La rentrée sociale risque d'être chaude, à lire les propos dans le journal Le Soir de la secrétaire générale de la FGTB. Le danger qui lui fait le plus peur, à elle comme à ses camarades flamands, c'est la présence de la N-VA dans le futur gouvernement.

Au-delà du programme institutionnel, ce que remarquent la plupart des observateurs, c'est que la N-VA a un programme économique extrêmement libéral. La FGTB craint donc de voir les travailleurs, dont les trois quarts gagnent moins de 1.600 euros net par mois, être les nouvelles victimes de l'équilibre budgétaire. Et pour cause : le gouvernement doit trouver 25 milliards d'euros en quelques années pour combler le déficit budgétaire !

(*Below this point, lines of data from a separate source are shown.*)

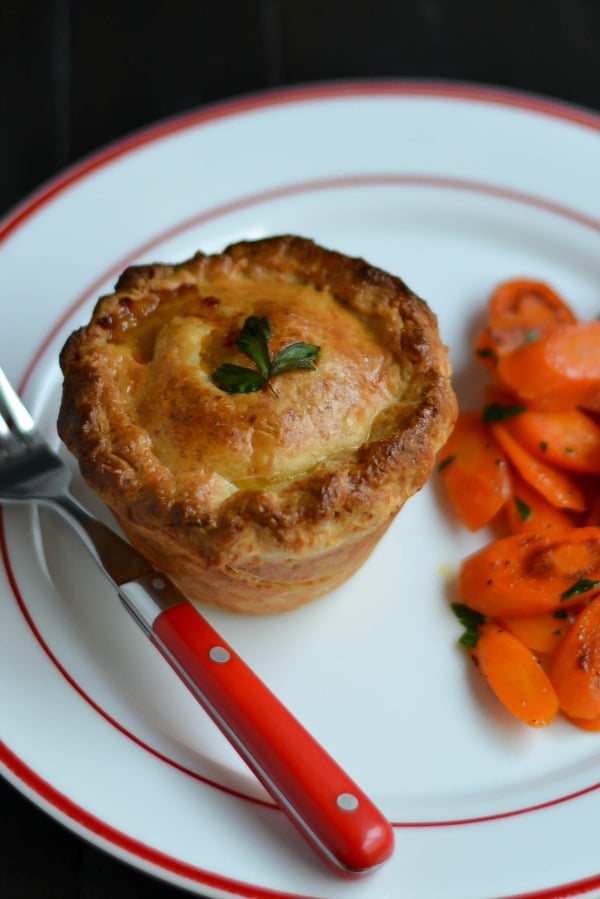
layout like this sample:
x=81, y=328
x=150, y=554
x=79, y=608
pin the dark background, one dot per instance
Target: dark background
x=76, y=74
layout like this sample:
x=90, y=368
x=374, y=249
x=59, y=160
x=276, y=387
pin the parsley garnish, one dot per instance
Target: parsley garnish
x=583, y=585
x=522, y=508
x=498, y=412
x=470, y=620
x=254, y=342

C'est dans la manière de combler ce trou que les syndicats et le patronat diffèrent. Pour le patronat, 80 % des efforts doivent venir de la baisse des dépenses publiques. Notre pays occuperait 70.000 fonctionnaires en trop par rapport à nos voisins français, néerlandais et allemands, des voisins qui, pourtant, ont un modèle social comparable au nôtre. Le patronat préconise non pas de virer ces 70.000 fonctionnaires, mais de ne remplacer que partiellement les presque 200.000 fonctionnaires qui partiront à la retraite entre 2010 et 2020.

Aux yeux de la FGTB, c'est plutôt du côté de la fraude fiscale que le gouvernement devrait porter ses efforts. Une étude de l'ULB, commandée par la FGTB, évalue cette fraude entre 15 milliards et 20 milliards d'euros. Une meilleure lutte contre cette fraude serait à même, selon la FGTB, de réduire notre déficit public.

Je pourrais multiplier à l'envi les différences entre les syndicats et le patronat en cette veille de rentrée sociale et scolaire. Le plus étonnant et le plus intéressant, cependant, est d'observer les points d'accord entre eux. Car il y en a !

Patrons et syndicats sont sur la même longueur d'onde pour augmenter les précomptes mobiliers sur les actions, ce qu'on pourrait appeler "l'impôt sur la fortune". Ils sont également d'accord pour réviser les revenus cadastraux à la hausse, ce qui ne fera pas plaisir aux propriétaires.

Un autre constat les rassemble : l'impôt des personnes physique est à son maximum. En Belgique, on atteint un taux marginal de 45 % dès 20.000 euros de revenus par an. En France, ce niveau est atteint à partir de 50.000 euros. Tout est dit avec ces chiffres.